LLM-based data decontamination¶

Info

This pipeline starting script is nemo_skills/pipeline/generate.py

All extra parameters are passed to nemo_skills/inference/check_contamination.py

We implemented an LLM-based data decontamination pipeline following lmsys methodology.

There are two main ways how you can use this pipeline: to check existing dataset for contamination and to decontaminate the training dataset by removing all contaminated questions.

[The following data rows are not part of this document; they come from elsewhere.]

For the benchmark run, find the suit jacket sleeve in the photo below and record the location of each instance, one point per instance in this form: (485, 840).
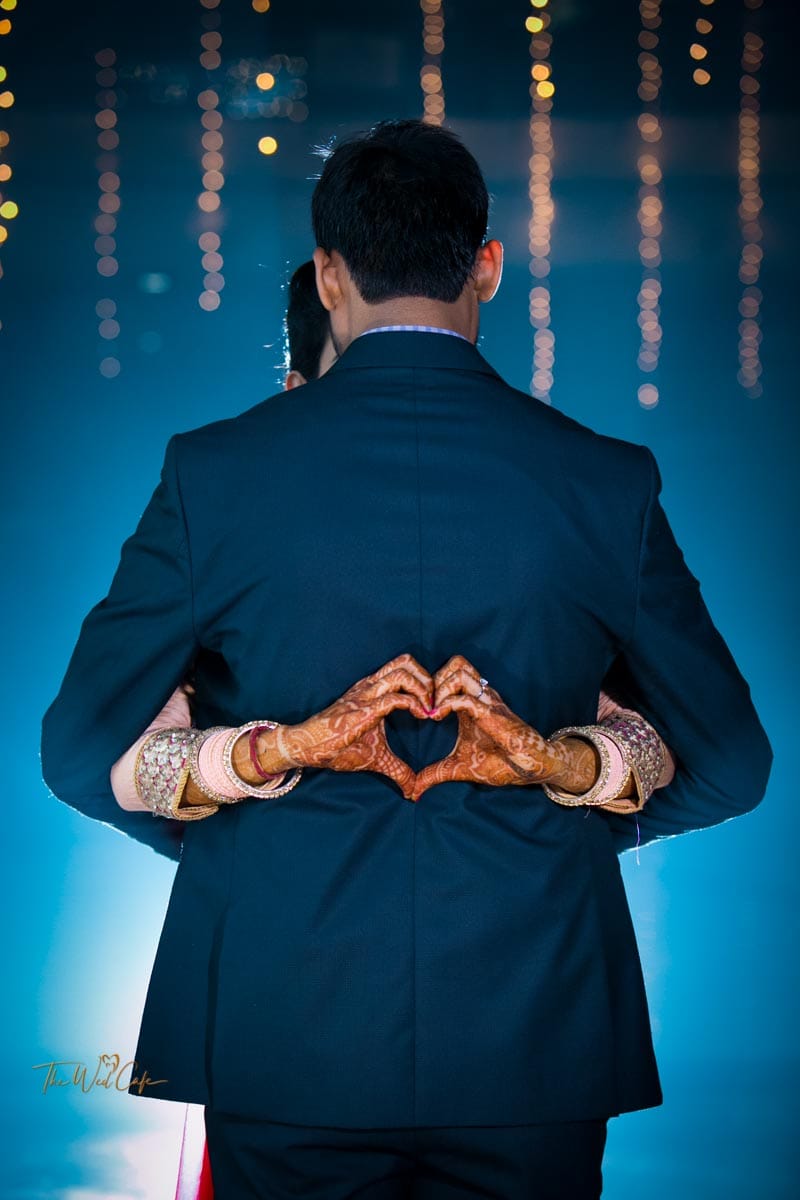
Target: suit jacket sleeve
(133, 649)
(678, 671)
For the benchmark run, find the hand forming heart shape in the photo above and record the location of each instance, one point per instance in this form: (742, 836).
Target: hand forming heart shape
(493, 747)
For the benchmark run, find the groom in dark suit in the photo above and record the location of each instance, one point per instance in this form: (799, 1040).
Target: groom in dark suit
(451, 988)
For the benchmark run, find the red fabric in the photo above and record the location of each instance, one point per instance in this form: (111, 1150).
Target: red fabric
(194, 1169)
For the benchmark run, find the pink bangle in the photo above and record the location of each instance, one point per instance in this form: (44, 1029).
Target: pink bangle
(209, 761)
(618, 771)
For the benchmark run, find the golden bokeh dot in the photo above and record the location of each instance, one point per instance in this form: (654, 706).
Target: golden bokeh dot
(109, 367)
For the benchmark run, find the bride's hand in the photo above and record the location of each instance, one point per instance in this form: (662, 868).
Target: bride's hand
(494, 745)
(350, 733)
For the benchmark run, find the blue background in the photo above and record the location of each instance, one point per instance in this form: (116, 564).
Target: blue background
(715, 912)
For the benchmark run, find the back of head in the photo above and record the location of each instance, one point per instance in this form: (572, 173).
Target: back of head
(407, 208)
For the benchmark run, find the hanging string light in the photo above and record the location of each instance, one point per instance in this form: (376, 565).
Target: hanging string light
(650, 202)
(698, 51)
(108, 205)
(750, 208)
(541, 202)
(8, 208)
(209, 201)
(433, 43)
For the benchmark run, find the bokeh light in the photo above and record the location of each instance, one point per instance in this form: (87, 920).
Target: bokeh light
(433, 43)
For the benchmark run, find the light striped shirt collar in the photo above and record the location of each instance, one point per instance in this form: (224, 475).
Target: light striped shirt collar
(414, 329)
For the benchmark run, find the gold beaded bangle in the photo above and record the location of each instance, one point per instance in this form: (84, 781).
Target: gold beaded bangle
(570, 799)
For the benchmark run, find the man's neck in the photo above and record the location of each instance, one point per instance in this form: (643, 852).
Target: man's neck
(416, 311)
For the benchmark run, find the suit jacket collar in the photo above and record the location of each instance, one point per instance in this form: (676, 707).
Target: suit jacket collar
(407, 348)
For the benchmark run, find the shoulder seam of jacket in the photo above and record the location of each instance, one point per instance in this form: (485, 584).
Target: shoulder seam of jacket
(185, 544)
(645, 515)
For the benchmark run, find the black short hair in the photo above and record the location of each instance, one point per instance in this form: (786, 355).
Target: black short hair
(306, 323)
(407, 208)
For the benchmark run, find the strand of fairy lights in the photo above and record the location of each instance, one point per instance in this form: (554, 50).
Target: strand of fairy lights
(433, 43)
(698, 51)
(750, 208)
(8, 208)
(541, 202)
(209, 201)
(108, 205)
(650, 209)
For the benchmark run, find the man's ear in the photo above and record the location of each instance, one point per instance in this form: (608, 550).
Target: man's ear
(488, 270)
(328, 281)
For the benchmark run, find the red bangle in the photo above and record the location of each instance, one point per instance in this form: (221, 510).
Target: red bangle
(253, 755)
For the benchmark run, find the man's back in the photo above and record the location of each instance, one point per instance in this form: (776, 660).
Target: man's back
(342, 955)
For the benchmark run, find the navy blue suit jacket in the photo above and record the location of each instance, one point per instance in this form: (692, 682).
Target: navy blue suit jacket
(341, 955)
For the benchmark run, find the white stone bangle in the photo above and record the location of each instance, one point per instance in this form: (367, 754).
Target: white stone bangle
(161, 772)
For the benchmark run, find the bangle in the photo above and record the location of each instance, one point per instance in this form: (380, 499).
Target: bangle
(194, 768)
(253, 754)
(161, 772)
(595, 793)
(262, 790)
(643, 748)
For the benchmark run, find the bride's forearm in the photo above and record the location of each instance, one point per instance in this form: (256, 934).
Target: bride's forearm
(579, 768)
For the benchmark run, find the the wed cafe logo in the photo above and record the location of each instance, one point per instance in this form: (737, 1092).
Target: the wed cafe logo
(108, 1074)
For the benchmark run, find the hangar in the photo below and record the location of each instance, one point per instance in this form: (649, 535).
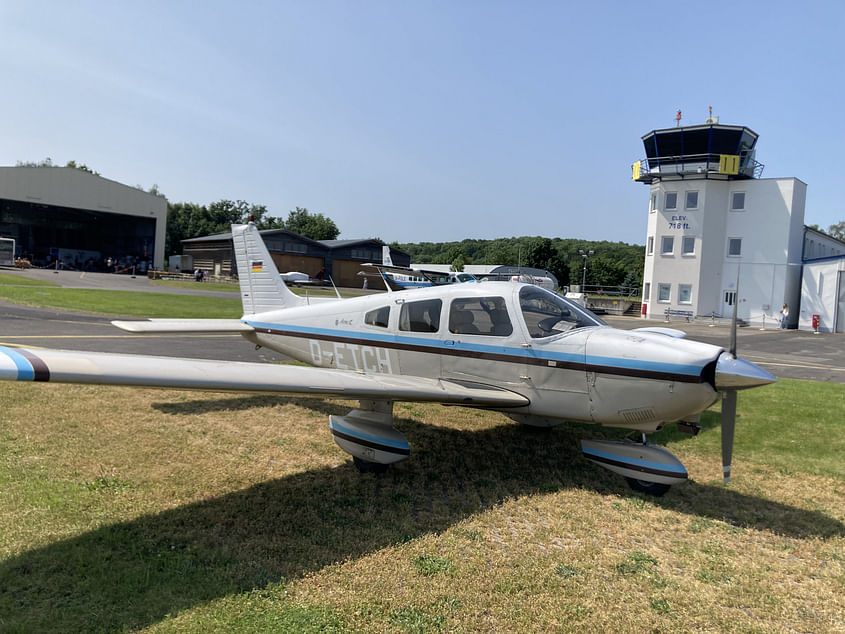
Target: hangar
(81, 219)
(340, 260)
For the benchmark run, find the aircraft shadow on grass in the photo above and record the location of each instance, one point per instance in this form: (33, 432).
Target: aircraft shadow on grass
(135, 573)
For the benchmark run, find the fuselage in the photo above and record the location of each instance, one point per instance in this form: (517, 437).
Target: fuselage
(566, 361)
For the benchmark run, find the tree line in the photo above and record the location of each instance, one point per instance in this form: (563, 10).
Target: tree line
(611, 264)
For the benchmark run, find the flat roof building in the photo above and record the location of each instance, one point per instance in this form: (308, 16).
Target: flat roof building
(67, 214)
(714, 223)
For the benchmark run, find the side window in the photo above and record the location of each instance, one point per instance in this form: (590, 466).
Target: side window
(480, 316)
(378, 317)
(421, 316)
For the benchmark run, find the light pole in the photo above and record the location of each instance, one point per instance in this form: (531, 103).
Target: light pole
(585, 255)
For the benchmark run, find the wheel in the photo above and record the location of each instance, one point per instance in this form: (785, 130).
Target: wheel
(365, 466)
(656, 489)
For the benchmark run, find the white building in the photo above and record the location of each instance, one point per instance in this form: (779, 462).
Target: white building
(823, 283)
(712, 222)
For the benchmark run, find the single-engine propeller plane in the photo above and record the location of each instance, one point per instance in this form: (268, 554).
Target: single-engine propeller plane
(511, 347)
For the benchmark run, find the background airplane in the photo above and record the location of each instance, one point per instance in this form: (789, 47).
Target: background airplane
(511, 347)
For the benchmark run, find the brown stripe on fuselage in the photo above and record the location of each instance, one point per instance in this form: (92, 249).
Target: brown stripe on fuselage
(492, 356)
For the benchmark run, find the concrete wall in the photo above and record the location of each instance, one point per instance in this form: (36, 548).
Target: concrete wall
(769, 266)
(823, 294)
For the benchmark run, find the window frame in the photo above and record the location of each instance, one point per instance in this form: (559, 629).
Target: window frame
(733, 195)
(666, 196)
(731, 241)
(407, 324)
(687, 206)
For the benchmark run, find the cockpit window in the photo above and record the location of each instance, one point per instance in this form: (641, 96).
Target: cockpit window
(378, 317)
(480, 316)
(421, 316)
(547, 314)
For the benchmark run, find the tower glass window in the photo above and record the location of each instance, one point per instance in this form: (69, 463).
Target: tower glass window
(735, 246)
(671, 200)
(692, 200)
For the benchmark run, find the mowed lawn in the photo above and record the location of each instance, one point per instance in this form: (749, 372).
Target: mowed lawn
(166, 511)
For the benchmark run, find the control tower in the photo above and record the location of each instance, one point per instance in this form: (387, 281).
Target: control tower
(712, 220)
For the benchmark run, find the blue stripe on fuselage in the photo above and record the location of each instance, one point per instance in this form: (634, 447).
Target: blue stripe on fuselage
(24, 367)
(519, 355)
(660, 466)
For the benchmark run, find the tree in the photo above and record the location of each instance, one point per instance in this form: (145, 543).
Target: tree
(315, 226)
(837, 230)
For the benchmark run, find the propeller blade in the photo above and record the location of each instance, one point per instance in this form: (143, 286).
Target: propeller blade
(728, 426)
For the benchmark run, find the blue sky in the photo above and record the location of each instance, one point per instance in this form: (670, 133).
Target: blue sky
(415, 121)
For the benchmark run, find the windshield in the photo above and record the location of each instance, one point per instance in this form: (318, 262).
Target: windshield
(547, 314)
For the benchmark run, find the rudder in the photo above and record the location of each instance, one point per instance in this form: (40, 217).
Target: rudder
(262, 288)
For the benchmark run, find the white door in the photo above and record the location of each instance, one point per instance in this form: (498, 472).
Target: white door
(728, 301)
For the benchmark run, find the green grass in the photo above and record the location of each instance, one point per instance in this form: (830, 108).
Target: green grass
(166, 511)
(10, 279)
(123, 303)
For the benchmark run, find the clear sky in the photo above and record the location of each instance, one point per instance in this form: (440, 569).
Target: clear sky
(421, 120)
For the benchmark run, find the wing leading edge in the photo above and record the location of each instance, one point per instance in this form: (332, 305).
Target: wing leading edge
(183, 325)
(65, 366)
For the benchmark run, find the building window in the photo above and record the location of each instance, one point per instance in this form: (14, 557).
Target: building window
(734, 246)
(692, 200)
(671, 201)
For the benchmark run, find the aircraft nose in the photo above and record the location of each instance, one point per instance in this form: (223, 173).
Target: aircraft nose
(735, 373)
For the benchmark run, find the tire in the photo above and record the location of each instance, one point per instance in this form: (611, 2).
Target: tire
(656, 489)
(365, 466)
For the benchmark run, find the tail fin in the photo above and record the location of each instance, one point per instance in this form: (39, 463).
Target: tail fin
(385, 256)
(262, 289)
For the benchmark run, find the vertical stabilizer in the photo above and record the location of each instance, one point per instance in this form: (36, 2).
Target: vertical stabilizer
(385, 256)
(262, 288)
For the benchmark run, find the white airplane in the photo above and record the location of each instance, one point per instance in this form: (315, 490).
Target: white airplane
(401, 277)
(510, 347)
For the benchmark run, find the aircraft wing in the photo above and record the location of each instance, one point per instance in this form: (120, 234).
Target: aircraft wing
(183, 325)
(65, 366)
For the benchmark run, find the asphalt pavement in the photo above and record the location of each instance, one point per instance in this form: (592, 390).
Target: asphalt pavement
(784, 353)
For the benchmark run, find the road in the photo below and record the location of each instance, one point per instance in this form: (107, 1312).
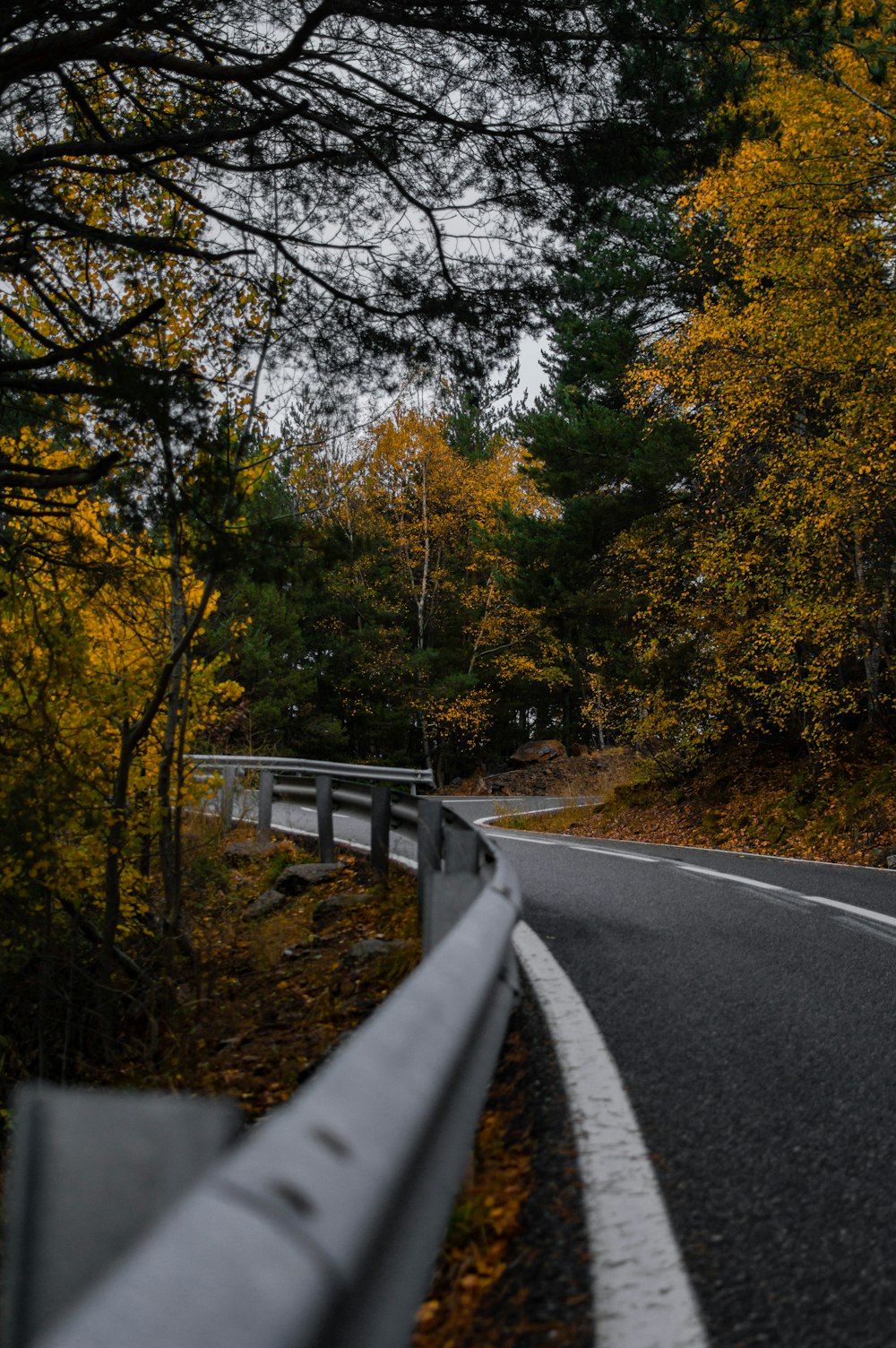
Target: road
(751, 1011)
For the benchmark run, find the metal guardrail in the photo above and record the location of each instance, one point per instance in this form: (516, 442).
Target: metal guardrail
(320, 1231)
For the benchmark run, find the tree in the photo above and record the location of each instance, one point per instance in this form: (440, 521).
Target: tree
(783, 593)
(411, 642)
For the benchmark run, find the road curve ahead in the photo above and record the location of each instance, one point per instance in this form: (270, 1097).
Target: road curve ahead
(751, 1007)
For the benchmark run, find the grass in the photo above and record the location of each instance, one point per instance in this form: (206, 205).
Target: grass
(752, 799)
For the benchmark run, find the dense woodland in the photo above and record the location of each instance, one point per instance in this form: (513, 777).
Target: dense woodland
(263, 481)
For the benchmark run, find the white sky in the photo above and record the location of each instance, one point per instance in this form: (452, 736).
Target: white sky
(531, 375)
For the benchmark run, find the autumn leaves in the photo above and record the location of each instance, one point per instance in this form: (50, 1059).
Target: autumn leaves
(772, 578)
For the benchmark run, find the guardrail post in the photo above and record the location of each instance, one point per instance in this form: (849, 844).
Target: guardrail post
(265, 805)
(428, 860)
(323, 796)
(380, 820)
(228, 793)
(461, 850)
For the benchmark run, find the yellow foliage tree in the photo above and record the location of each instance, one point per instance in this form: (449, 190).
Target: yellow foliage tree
(436, 633)
(768, 599)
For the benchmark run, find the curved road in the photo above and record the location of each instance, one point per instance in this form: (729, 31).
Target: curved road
(749, 1005)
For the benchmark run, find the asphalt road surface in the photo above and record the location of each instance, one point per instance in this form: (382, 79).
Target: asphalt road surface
(752, 1014)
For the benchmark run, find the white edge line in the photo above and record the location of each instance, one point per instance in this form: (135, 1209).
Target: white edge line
(685, 847)
(641, 1291)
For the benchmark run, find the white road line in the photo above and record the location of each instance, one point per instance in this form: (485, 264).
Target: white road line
(711, 874)
(642, 1294)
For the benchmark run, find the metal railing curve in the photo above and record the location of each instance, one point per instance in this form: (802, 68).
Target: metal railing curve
(321, 1228)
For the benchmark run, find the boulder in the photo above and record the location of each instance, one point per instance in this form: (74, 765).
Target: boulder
(538, 751)
(293, 879)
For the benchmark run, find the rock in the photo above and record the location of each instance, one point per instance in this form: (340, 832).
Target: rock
(297, 877)
(328, 910)
(372, 948)
(538, 751)
(246, 850)
(269, 902)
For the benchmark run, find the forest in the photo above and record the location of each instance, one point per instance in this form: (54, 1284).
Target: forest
(264, 481)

To check for contamination¶

Let's say you want to check for contamination of MATH training set with MATH, AMC-23 and AIME-24 test sets. First, get the data

ns prepare_data math amc23 aime24

Then we need to retrieve top-k similar questions from the training set. Assuming you have /workspace defined in your cluster config you can do it in the following way

from nemo_skills.pipeline.cli import wrap_arguments, run_cmd, generate


test_sets = ['math', 'amc23', 'aime24']
compare_to = ",".join(f"/nemo_run/code/nemo_skills/dataset/{test_set}/test.jsonl" for test_set in test_sets)

cmd = (
    f"python -m nemo_skills.inference.retrieve_similar "
    f"    ++retrieve_from='/nemo_run/code/nemo_skills/dataset/math/train.jsonl' "
    f"    ++compare_to=\\\'{compare_to}\\\'"
    f"    ++output_file='/workspace/math-contamination-retrieved.jsonl' "
    f"    ++top_k=1 "
)

run_cmd(
    cluster="local",
    container="nemo",
    num_gpus=1,  # can increase this if you have more gpus
    ctx=wrap_arguments(cmd),
)

Next, you need to run LLM inference to check those closest found questions from the output file. Here is an example using Llama-405B from Nvidia API catalog, but you can replace it with OpenAI models or self-hosted models.

generate(
    cluster="local",
    generation_type="check_contamination",
    input_file="/workspace/math-contamination-retrieved.jsonl",
    output_dir="/workspace/math-contamination-results",
    model="meta/llama-3.1-405b-instruct",
    server_type="openai",
    server_address="https://integrate.api.nvidia.com/v1",
)

This script will print an output that looks like this

Contamination portion: 13.91% (705/5070)

To decontaminate training data¶

If you want instead to clean your training data from contaminated examples all the commands stay the same, but you need to swap values for the retrieve_from and compare_to arguments in the retrieve_similar step since we now want to make a check for each training set example and find closest test set problems.

After you get /workspace/math-contamination-results/output.jsonl, you can pass it into prepare_data command with ++contamination_file=... option.

See a more detailed example in OpenMathInstruct-2 dataset construction pipeline.